Ostatnio daje się zaobserwować renesans twórczości Andrzeja Krzanowskiego. Po wielu latach zapomnienia, w ubiegłym roku wybrzmiała na Warszawskiej Jesieni legendarna Audycja V (tutaj film o kompozytorze, który powstał podczas prac nad utworem), a podczas tegorocznej WJ premierę miał wyprodukowany przez PWM oraz TVP Kultura dokument o kompozytorze, Przerwana podróż. Gorąco zachęcamy do dalszego eksplorowania twórczości Andrzeja Krzanowskiego: przez cały miesiąc księgarnia PWM oferuje utwory kompozytora ze specjalnym rabatem.

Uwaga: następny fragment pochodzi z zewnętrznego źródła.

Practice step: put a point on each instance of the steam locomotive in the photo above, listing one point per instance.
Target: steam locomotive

Sylwetkę Andrzeja Krzanowskiego przybliża Jego alfabet – niech będzie to początek podróży w świat kompozytora:
A – jak ja – Andrzej, jak akordeon, Audycje i ALKAGRAN
B – jak Bieriezin, jak Baranów Sandomierski, jak Bielsko-Biała, które za mną nie przepada, jak Bach, za którym przepadam ja
C – jak Czechowice-Dziedzice – moje miejsce na prawym brzegu Wisły, jak Chłopecki Andrzej, jak szokujący Crumb, jak cytaty muzyczne wielkich, którymi dopełniałem moje dzieła
D – jak dom, jak nasze dzieci: Ola, Kamil i Jagna, jak Droba Krzysiu, jak Darmstadt, jak czechowicki dworzec
E – jak moja matka Emilia, jak elektroniczne doświadczenia w Glasgow
F – jak pachnąca Amphorą moja nieodłączna fajka, jak przyjazna Francja
G – jak żona Grażyna (pieszczotliwie Ziutek), jak mistrz Górecki
H – jak życzliwa mi Holandia
I – Ives? (pytanie bez odpowiedzi)
J – jak moja ukochana siostra Jadwiga, jak rodzinna jajecznica na śniadanie
K – jak Księgi na akordeon i Kalangra, jak Kwartet Śląski i przyjaciel Gienek Knapik, jak Katowice
L – jak luty i listopad 1974, jak przyjaciel Olek Lasoń, jak Lutosławski, jak Lusławice, jak ukochane liceum Skłodowskiej-Curie
Ł – jak łódzki Festiwal Do-Re-Mi
M – jak moja ukochana siostra Małgorzata, jak meta-opera, jak Mitsubishi, które psuło się tylko tuż za granicą
N – jak nowy romantyzm, jak mój nauczyciel gry na akordeonie: Waldemar Nabe
O – jak odejście ojca
P – jak Preludium otwierające Księgi, jak Patkowski Józef i Polony Leszek, jak Pokolenie’51, jak PWM, jak przyjaciele
R – jak czechowicka rafineria i jak Reliefy, jak rower, którym woziłem do przedszkola małą Jagienkę
S – jak Stalowa Wola, jak wspaniała Olga Szwajgier, jak Szymanowski, jak studia i Studium III, jak wzniosłe Salve Regina i jak wyjąca syrena
T – jak przyjaciel Tadeusz Aleksandrowicz, jak taśma rozciągnięta między szpulą magnetofonu a pulpitem w Audycji IV
U – jak Kazimierz Urbański – mistrz ruchomych obrazów, współtwórca Transpaintingu
W – jak Wrocław, jak Wiatr echo..., jak Warszawska Jesień
Z – jak ZKP, jak Zakopane
Ż – jak żal
Alfabet w imieniu kompozytora napisała Grażyna Krzanowska.